Kalau Sikap mereka tidak jelas, lalu mereka mewakili siapa? Penunjukan Agus Harimurti Yudhoyono juga terkesan terlalu cepat. Karena Agus Harimurti Yudhoyono tampak belum matang, sementara seorang pemimpin harus ekstrem menentukan sikapnya Agar pendukungnya militan.
Partai Demokrat boleh saja bersikap moderat, tapi mereka harus memilih ada di pihak oposisi atau ada di dalam koalisi. Sebenarnya kemenangan PDIP dalam dua periode terakhir, sebagian disebabkan faktor keberuntungan.

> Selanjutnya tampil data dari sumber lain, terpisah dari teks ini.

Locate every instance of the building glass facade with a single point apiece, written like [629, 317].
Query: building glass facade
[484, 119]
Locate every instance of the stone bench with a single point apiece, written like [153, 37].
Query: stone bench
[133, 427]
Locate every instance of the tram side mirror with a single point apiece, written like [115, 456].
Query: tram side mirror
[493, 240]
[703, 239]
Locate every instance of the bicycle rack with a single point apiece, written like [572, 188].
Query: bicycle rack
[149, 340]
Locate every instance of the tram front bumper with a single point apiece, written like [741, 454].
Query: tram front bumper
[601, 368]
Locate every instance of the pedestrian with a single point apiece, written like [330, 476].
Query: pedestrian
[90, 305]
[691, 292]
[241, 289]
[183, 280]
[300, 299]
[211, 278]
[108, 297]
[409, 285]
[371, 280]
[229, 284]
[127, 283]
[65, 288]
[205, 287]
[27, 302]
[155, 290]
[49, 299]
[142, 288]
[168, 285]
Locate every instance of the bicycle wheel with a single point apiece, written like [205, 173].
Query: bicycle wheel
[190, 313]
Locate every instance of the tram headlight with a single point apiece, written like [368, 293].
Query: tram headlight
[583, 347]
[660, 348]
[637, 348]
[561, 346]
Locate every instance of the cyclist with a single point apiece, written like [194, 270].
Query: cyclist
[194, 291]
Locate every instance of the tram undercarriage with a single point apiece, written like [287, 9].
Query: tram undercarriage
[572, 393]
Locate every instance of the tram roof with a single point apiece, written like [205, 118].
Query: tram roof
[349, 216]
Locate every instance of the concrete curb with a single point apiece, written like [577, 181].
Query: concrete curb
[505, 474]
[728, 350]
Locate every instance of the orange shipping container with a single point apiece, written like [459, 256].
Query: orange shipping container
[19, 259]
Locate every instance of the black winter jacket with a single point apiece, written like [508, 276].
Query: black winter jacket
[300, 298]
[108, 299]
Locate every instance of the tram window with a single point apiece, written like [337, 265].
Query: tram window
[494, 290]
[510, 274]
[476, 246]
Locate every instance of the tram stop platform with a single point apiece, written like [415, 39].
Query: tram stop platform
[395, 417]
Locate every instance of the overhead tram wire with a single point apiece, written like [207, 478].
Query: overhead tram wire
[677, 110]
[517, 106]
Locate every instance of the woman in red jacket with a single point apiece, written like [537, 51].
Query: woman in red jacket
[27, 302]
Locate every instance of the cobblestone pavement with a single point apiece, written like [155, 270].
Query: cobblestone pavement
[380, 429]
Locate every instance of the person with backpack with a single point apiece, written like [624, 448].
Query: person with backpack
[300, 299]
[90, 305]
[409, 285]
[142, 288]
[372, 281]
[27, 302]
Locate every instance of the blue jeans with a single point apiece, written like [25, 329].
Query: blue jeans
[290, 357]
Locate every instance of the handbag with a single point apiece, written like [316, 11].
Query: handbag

Selama dua periode kepemimpinan Susilo Bambang Yudhoyono PDIP memutuskan tidak berada di dalam pemerintahan, nyaris tidak ada tokoh yang bisa maju dalam konstelasi nasional saat itu. Megawati sudah tidak laku apalagi Puan Maharani.
Beruntung sebelum pemilihan presiden, ada pemilihan Gubernur DKI Jakarta. Siapa sangka itu menjadi sebuah keberuntungan karena ternyata gaya kampanye Jokowi merangsang keinginan publik untuk menjadikannya presiden.
Kalau sekarang Megawati mengaku bahwa memang Jokowi disiapkan untuk jadi presiden, percayalah semua yang terjadi tidak seterencana itu. Tanpa Jokowi PDIP sekarang tidak akan berkuasa.
Masalahnya Partai Demokrat sampai hari ini tidak memiliki keberuntungan itu sama sekali. Kesimpulannya, Partai Demokrat memiliki banyak pekerjaan rumah yang harus diselesaikan.